There was a sign that amused me, on the summit of a sacred mountain, which read,
“The Konpon Daitō is the tallest building in Kōyasan… In later centuries the Konpon Daitō was destroyed in fires caused by lightning striking five times, and rebuilt each time. After the great fire of 1843, only the foundation stones remained. The existing building was rebuilt in 1937.”
Some people just don’t seem to get the message!
But it illustrates a wider observation, which is that in Japan an ancient wooden temple or other structure can still be ancient even if it has been rebuilt many times, the latest sometimes being quite recent. Indeed, it is tradition that some of the most important temples are deliberately torn down and rebuilt every few decades. Other places are “renovated” every 50 years in a way that pretty much entails dismantling them and putting them back together again, replacing timber wherever it is no longer sound. These processes don’t cause anybody to think of them as modern structures.
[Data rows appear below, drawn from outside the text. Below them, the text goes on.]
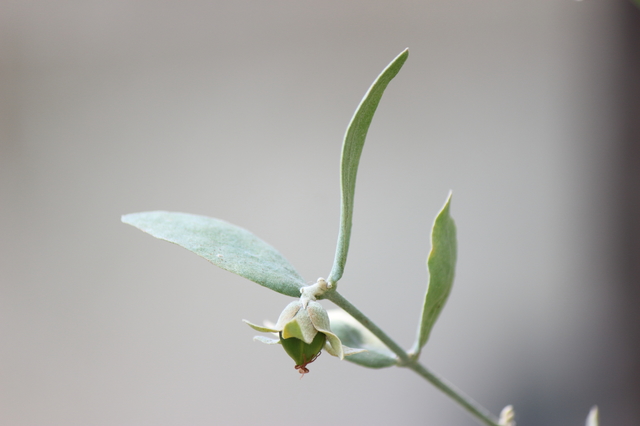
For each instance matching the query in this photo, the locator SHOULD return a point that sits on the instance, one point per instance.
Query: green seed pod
(303, 353)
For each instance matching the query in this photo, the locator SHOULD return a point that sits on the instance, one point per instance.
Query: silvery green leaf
(441, 264)
(354, 335)
(225, 245)
(351, 151)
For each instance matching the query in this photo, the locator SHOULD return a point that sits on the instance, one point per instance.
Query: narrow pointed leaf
(225, 245)
(353, 335)
(441, 264)
(593, 417)
(351, 151)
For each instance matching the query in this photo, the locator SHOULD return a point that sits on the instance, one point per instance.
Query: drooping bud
(303, 353)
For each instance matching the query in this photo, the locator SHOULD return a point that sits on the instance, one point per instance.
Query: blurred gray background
(236, 109)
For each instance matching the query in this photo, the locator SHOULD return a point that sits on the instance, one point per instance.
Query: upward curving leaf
(351, 151)
(225, 245)
(442, 265)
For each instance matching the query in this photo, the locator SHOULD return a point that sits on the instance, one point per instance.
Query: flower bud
(304, 331)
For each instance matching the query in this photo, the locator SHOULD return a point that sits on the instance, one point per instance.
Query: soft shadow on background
(236, 110)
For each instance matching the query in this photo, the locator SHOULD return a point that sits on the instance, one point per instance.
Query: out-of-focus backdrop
(236, 109)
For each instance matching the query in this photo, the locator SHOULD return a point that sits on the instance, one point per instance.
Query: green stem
(339, 300)
(475, 409)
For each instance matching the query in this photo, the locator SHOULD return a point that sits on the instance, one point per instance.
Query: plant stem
(475, 409)
(339, 300)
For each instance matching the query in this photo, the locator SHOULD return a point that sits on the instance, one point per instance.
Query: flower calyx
(303, 330)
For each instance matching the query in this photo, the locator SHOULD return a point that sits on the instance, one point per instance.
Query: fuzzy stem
(472, 407)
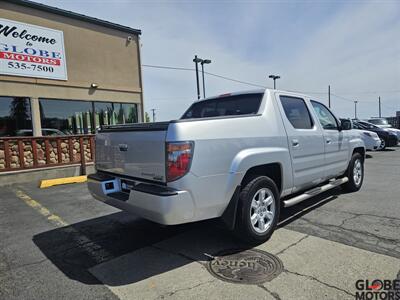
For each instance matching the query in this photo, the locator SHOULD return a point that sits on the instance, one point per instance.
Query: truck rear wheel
(258, 210)
(355, 173)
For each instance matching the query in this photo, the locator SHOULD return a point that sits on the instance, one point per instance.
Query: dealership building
(63, 73)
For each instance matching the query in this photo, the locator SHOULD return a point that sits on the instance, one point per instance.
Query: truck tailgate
(135, 150)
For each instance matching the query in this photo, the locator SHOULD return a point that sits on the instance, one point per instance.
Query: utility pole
(355, 109)
(274, 78)
(380, 111)
(154, 114)
(204, 61)
(329, 96)
(196, 62)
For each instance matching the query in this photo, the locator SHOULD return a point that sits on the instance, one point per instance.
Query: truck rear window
(225, 106)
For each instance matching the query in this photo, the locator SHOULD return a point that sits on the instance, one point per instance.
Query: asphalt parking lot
(59, 243)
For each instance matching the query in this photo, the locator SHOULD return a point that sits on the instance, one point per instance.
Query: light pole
(204, 61)
(274, 77)
(154, 114)
(355, 109)
(196, 61)
(380, 110)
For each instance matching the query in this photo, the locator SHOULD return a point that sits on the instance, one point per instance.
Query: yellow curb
(51, 182)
A similar concept applies to castles. Castles in Japan were made of wood, and thus prone to being burnt down – sometimes by accident, sometimes by the enemies of the occupants, and sometimes by the occupants themselves on the occasion of their departure. When one visits a castle one tends to find a litany of all the times they were destroyed and rebuilt. It’s not unusual for the last rebuilding to have been in the 1950s or 60s, out of reinforced concrete, but they’re not really thought of as replicas.
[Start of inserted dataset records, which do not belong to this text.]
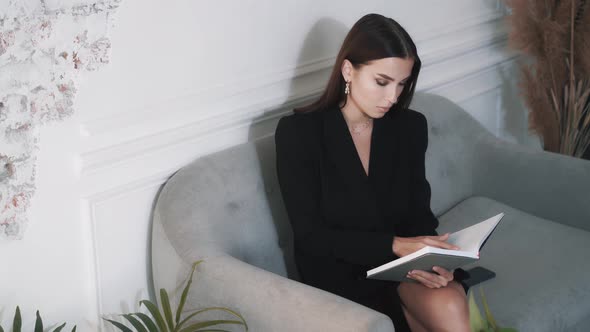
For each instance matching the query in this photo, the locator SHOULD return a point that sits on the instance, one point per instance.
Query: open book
(470, 240)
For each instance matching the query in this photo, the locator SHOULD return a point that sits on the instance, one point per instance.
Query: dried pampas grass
(556, 88)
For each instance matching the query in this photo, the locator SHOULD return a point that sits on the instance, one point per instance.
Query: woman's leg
(435, 309)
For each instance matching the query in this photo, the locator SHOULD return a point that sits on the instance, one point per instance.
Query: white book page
(471, 238)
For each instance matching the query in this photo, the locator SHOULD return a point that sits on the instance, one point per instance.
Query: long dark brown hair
(373, 37)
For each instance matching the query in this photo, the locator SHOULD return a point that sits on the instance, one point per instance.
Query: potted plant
(485, 323)
(164, 320)
(17, 323)
(555, 36)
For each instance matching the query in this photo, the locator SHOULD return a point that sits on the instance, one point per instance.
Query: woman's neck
(353, 115)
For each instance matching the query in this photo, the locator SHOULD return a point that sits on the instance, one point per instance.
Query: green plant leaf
(475, 319)
(121, 327)
(135, 322)
(486, 308)
(184, 321)
(59, 328)
(38, 323)
(147, 321)
(166, 308)
(153, 309)
(185, 291)
(17, 323)
(196, 326)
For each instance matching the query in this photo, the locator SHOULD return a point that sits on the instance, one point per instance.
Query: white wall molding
(118, 144)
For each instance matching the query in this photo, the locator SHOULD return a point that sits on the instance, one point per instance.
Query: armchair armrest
(270, 302)
(549, 185)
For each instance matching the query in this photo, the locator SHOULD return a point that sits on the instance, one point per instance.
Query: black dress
(343, 220)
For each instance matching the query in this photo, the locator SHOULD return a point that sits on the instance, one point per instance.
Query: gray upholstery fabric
(536, 287)
(226, 208)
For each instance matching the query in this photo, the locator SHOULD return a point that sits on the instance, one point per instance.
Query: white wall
(186, 79)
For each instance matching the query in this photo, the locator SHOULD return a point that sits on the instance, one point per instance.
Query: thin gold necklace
(360, 128)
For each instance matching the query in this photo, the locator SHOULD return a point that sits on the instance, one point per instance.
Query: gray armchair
(226, 208)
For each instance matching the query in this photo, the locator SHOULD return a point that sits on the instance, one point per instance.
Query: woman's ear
(346, 70)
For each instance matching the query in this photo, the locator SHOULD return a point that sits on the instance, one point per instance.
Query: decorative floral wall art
(43, 52)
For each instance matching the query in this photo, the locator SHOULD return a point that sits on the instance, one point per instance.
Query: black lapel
(340, 147)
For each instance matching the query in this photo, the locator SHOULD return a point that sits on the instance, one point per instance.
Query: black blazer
(343, 220)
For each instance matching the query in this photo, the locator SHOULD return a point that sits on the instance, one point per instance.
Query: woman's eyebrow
(391, 79)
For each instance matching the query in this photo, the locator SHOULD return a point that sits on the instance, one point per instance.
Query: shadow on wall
(324, 30)
(514, 111)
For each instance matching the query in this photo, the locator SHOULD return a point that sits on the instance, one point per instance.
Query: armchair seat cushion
(542, 276)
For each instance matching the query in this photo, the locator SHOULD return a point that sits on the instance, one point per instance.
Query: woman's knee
(449, 299)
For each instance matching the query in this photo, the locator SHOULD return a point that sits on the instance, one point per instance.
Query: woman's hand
(432, 280)
(403, 246)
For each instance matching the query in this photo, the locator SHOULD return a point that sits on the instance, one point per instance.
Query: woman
(352, 175)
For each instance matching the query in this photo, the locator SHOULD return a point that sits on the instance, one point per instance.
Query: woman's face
(375, 87)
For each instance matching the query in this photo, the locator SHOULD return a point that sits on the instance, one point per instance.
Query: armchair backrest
(230, 202)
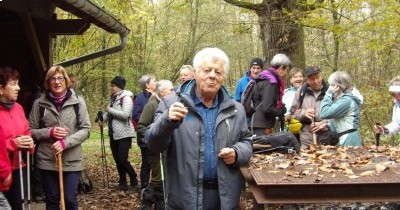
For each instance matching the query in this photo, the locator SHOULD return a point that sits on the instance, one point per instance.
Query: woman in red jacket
(14, 128)
(5, 173)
There’s a strong element of My Grandfather’s Axe here. It’s echoed to some degree in descriptions of British churches (and occasionally pubs), which tend to go “There has been a church here since 1273…”, but the British think in terms of the site: there was a church here, but it was not this church. The Japanese view of it, at least as I perceived it through the flaws of translations, is that it’s the same building. It’s as though it’s the notion of the building that’s important, rather than its physical or material structure.